Solu Khumbu

Himalayas

Taken by me in the foothills of the Himalayas

As I wrote a recent post about trekking on Stewart Island, I mentioned my old boots, which brought up memories of the time I had worn them trekking in the foothills of the Himalayas, over twenty years earlier! That got me thinking of that month in Nepal.  It was my first journey to a country far from home; a country where I would be the foreigner speaking a different tongue. I had dreamed of such a journey since childhood. As an adult, I wished to challenge my status quo, and when the opportunity presented itself to visit this eastern kingdom, I knew I couldn’t turn it down.
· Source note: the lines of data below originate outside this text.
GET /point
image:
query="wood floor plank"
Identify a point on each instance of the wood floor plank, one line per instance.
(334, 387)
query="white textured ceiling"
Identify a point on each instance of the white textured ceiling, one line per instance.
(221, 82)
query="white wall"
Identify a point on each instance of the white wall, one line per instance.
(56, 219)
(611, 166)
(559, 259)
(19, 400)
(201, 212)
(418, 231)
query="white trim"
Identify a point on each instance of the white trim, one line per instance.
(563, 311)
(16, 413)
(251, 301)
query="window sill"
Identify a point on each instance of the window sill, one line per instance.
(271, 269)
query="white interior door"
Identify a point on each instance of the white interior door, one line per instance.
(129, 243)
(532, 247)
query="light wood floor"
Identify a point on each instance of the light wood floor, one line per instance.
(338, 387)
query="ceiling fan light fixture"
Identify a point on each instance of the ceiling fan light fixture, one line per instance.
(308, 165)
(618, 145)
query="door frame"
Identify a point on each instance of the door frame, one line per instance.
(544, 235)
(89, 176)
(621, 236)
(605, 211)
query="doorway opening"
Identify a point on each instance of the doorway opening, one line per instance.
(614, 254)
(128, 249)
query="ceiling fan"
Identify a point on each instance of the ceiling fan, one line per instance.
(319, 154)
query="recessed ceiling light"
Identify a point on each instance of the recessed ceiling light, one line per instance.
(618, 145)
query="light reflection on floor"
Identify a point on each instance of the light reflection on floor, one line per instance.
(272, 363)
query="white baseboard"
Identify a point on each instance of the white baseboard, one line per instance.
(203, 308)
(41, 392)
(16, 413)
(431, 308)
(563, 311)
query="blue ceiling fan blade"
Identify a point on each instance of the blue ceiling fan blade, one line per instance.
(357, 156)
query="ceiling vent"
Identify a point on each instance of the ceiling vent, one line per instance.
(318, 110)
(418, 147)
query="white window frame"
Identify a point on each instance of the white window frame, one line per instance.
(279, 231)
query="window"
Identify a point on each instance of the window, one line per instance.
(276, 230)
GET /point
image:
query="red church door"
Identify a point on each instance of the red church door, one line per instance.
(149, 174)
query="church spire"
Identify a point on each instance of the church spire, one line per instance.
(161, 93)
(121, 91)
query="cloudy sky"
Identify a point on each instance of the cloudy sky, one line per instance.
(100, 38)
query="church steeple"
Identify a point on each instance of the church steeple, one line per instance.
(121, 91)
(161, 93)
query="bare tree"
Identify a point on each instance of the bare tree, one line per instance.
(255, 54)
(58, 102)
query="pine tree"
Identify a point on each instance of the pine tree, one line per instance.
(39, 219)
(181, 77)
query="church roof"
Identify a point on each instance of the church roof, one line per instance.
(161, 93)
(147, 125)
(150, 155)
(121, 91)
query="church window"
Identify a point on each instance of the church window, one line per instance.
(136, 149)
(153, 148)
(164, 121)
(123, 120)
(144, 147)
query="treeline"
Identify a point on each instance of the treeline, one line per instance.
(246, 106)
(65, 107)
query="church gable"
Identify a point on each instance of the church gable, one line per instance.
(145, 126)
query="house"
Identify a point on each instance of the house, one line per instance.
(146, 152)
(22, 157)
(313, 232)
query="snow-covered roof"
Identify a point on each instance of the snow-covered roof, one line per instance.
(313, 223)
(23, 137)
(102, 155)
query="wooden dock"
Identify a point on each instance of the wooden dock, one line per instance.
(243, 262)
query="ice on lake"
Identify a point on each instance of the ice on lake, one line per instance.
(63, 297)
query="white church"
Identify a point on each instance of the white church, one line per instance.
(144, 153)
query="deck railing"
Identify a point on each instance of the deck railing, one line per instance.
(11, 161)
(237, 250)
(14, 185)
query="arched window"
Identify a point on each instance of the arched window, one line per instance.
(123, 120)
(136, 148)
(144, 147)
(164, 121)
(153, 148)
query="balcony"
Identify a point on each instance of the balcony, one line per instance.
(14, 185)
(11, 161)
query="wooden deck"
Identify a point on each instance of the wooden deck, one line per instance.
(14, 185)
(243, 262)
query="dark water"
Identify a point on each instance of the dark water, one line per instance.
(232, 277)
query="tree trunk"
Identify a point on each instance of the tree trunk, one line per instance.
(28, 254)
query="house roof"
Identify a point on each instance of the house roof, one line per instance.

I was joining three New Zealand women, Diane, Annie and Gill (strangers until we met at Auckland airport), to walk in the Solu Khumbu region of Nepal. Diane (the leader) introduced us to her husband John, who was also travelling to Kathmandu to attend a Edmund Hillary Trust Foundation meeting.  Lucky for us, we stayed in Kathmandu for a couple of days before setting off, and had dinner one evening with Sir Edmund Hillary. Alas, I don’t have an image of me with Sir Ed, just one of me buying a prayer wheel for a friend. So already you might understand why this trip was so special.

me bargaining

Although I felt most intrepid embarking on this journey, I became very well aware early on that my comfort and enjoyment was made possible by the Sherpas and other Nepalese who guided us, carried our gear, and fed us. We got to know many of these people, and I feel privileged to have known them. Also joining us at Kathmandu was the daughter-in-law-to-be of our guide, Fordje, and through her I was to experience just how different my life was from this young Sherpa woman’s.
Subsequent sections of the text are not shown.